L’actualité du procès engagé par l’Union des organisations islamiques de France (UOIF) et la Grande Mosquée de Paris (GMP) contre l’Hebdomadaire satirique Charlie Hebdo pour avoir publié des caricatures de Mahomet en février 2006, semble, une fois encore, devoir renvoyer tout un chacun à des positions bipolaires : liberté d’expression de la démocratie contre dogmatisme des religions, exigences de la libre opinion contre respect des convictions religieuses, fondamentaux de la pensée moderne occidentale contre principes musulmans.

Dans ce nouvel affrontement des convictions, amplifié par le « haut-parleur » médiatique -car il est probable que la réalité des opinions « de la rue » ne se réduit pas à cette bi- polarité- chacun est sommé de choisir son camp, à grands renforts d’arguments. D’un côté, on brandit le droit à toute critique - y compris de la sphère religieuse- comme une démonstration nécessaire du credo hérité des Lumières ; de l’autre, on se dit agressés, injuriés, victimes de l’irrespect, de l’intolérance, voire du racisme des premiers. Occasion supplémentaire d’évaluer ce qui peut séparer ceux qui, se référant à des principes fortement ancrés, s’estiment respectivement dans leur bon droit absolu.

Qu’on soit ou non naturellement porté vers l’un ou l’autre « camp », on a le devoir de les entendre attentivement. L’Occident a bataillé ferme au cours de son Histoire pour conquérir un droit d’expression et de conscience que bien des pays –arabes ou non- peuvent lui envier. Il est légitime qu’il défende cet acquis bec et ongles et qu’il estime que les interdits religieux ne valent que pour les croyants. De leur côté, les Musulmans considèrent que l’Occident les a suffisamment agressés –certains diront humiliés- politiquement et humainement et tiennent à préserver l’inviolabilité de tout ce qui les concerne en propre et ressortit au périmètre de la sacralité de leur religion. Bien des facteurs, notamment historiques, expliquent également la violence et l’irrationalité apparente de leur réaction.
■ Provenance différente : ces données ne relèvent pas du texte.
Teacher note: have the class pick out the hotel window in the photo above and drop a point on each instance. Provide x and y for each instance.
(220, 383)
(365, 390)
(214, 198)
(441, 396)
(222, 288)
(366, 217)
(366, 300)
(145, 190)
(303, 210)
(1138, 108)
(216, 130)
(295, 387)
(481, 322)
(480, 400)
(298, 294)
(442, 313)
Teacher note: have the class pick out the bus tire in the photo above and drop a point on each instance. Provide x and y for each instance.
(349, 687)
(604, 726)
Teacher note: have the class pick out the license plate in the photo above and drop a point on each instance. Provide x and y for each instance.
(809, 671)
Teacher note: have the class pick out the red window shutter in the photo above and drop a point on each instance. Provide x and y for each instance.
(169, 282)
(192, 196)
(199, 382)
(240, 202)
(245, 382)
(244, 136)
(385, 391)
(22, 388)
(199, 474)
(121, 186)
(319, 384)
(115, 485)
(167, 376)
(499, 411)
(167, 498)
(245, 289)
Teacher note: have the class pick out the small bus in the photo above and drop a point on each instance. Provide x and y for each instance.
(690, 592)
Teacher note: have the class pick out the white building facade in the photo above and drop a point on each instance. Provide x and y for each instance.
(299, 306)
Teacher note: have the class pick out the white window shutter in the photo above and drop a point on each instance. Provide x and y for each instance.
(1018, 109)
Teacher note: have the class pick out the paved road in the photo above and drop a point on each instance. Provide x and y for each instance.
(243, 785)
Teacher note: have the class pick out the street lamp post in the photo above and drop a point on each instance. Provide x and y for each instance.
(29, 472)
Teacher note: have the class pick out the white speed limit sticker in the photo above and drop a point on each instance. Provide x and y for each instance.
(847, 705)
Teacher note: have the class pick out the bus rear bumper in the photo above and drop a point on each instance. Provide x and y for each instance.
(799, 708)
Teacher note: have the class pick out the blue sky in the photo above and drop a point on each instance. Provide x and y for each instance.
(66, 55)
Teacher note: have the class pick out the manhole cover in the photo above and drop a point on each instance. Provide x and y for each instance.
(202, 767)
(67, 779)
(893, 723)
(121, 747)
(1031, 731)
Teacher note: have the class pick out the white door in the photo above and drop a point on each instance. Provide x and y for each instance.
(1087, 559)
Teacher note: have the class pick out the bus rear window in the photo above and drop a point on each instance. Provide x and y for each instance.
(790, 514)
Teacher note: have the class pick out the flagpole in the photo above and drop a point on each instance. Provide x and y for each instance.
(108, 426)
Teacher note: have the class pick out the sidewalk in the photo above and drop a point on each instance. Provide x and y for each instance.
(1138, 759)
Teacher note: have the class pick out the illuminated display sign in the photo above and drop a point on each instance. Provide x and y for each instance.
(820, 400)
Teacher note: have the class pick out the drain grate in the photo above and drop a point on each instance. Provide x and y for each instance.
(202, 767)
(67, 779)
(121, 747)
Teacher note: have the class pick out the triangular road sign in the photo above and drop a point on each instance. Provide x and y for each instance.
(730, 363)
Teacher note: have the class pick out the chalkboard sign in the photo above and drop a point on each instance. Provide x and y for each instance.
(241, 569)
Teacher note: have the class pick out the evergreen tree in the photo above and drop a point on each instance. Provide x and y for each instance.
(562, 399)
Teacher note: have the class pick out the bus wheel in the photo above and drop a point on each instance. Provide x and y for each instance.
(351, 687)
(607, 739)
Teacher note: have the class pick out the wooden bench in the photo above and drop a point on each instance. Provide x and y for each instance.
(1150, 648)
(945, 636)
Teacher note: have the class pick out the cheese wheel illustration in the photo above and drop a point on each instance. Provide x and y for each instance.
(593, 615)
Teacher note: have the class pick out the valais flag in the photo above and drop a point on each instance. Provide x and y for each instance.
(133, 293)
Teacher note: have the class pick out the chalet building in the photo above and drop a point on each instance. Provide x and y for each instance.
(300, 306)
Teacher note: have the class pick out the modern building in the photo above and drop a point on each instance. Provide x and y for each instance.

Par delà l’instrumentalisation politique dont elle a pu faire l’objet, cette opposition de principe, qui semble irréductible, constitue-t-elle un nouvel épisode du « Choc des cultures » régulièrement diagnostiqué par les médias et l’opinion ? C’est en tout cas ainsi que beaucoup ne manqueront pas de l’interpréter. Peut- être y a-t-il lieu en effet de s’inquiéter de ce raidissement des postures, de cette montée en charge indiscutable des occurrences conflictuelles…Mais peut- être, plus subtilement, est-ce là l’occasion –finalement positive- de mettre à jour certaines problématiques, d’en débattre publiquement et d’obliger les uns et les autres à poursuivre leur réflexion, par-delà les faits.

A l’issue de cette « affaire », les tenants de la liberté d’expression pourront ainsi s’interroger utilement non sur le bien-fondé de la publication des caricatures, non sur la sincérité de leurs intentions concernant la dénonciation des Islamistes, mais sur son opportunité, dans un contexte international tendu et de plus en plus propice aux confusions entre Islam et Islamisme. Il arrive que le message reçu diffère du message émis, surtout lorsque l’opinion publique est partout gagnée par la confusion des idées. La responsabilité des médias devrait s’en trouver une nouvelle fois questionnée.

Leurs opposants pourront quant à eux en tirer quelques réflexions édifiantes quant au bon usage du concept de pensée critique et au danger qu’il peut y avoir aujourd’hui, pour l’ensemble des Musulmans, à refuser toute condamnation ferme, massive et officielle –fut-elle satirique ou irrévérencieuse- des positions intégristes. Il y a des silences finalement bien plus choquants et plus redoutables que quelques caricatures du Prophète…Ou comment, par delà les violences physiques ou verbales qu’elle a suscitées, l’affaire des caricatures, si chacun prenait la peine de s’y pencher, pourrait bien receler des vertus insoupçonnables….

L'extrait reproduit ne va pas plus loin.